Puppies are small, fluffy, and so stinking cute. But are you ready to adopt one?
Even though puppies are the cutest things on the planet, they are a huge responsibility. Puppies need potty training, leash training, crate training, and obedience training. Not to mention, the little rascals can get themselves into a lot of trouble, especially when they are teething. (Hide your shoes!) For most pooches, the hard stuff is over within a year or so, and you are left with a new best friend. But how do you know if you are ready to adopt a puppy?
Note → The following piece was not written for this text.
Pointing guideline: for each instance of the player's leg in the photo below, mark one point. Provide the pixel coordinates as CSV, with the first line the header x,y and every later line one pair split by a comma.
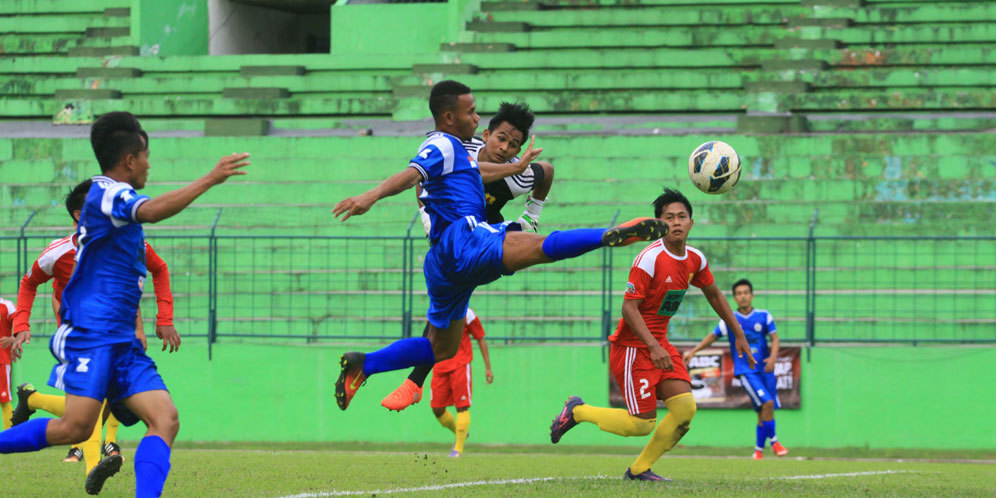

Being Financially Prepared
Pet care can be very expensive, and adult dogs can live up to 14 years, depending on the dog breed. Before you go to the animal shelter to ooh and aww over all the adoptable dogs, you need to make sure you are financially able to handle everything a puppy needs from adoption fees, vaccinations, heartworm medications, microchip, pet food, toys, and spay/neuter surgery. Of course, you need to make sure you can handle the cost of medical care if your puppy gets injured or sick, though a good pet insurance policy can also be helpful. If the answer is yes, then you can head over to your local humane society or rescue group and take a look at the adoptable pets and begin the adoption process.
Finding That Perfect Breed
Dog breed plays a big part in the decision-making process. First, you want a dog that fits your home and lifestyle. While you may think that Border Collies are adorable, their energy level may not work for your work schedule and tiny apartment. Dogs like German Shepherds need a job and plenty of attention. Shelters are full of Pit Bull's ready for pet adoption, but you need to check your rental agreement or homeowners policy. Since the breed is on the aggressive dog list, they are not allowed in many apartment complexes and rentals. Likewise, many homeowners insurance companies will not cover you if you have the breed.
Spending lots of time researching will be key for giving the right dog their forever home. Adoption counselors at your local shelter can also be a great resource. They can help you determine if a chihuahua, retriever, Labrador, poodle, or another breed will be a good fit for your home, schedule, and lifestyle.
Prepping Your Home
Before you bring a new dog into your home, you need to ensure that you can provide for all of your new pet's needs. New puppies tend to need a lot, especially if this is your first dog or it's been a while since your last dog, and you do not have any pet supplies.
Puppies can be nervous when they arrive at a new home, so it is best to have the following supplies in place so you do not have to scramble to get them after your dog adoption. A couple of days before you pick your pup up from the adoption center, make sure you have a kennel, kibble, water and food bowls, and some toys ready for your new best friend. You also want to have a small collar ready for your new family member. After you get your new puppy all its supplies, you can move on to puppy-proofing your home to ensure that everything is safe.
After Your Puppy Comes Home
After you finish your adoption application, you will get to bring your new little friend home. If you have an adult dog at home, you will need to introduce your pup slowly. The same goes for other pets in your home, like cats and other small animals. Keep meetings slow, short, and supervised. Like with pets, slowly introduce your puppy to new people. While puppies are full of energy, meeting new people can be draining for them.
However, it is important to properly socialize your new dog to desensitize them by exposing them to new people, animals, sounds, and places. Keep all interactions positive and watch for signs that your pup is overwhelmed or tired.
Training will also begin as soon as they come home. For example, show your puppy where they will go to the bathroom and establish a routine. Also, if you plan on crate training your puppy, start on their first day and stay consistent. Basic training can also begin as soon as your pup adjusts to your home. Teach them commands like sit, stay, and come. Set boundaries for where your puppy is and is not allowed in the house. Puppies generally will need a check-up and a round of shots, so make an appointment with the vet to keep them healthy and up to date.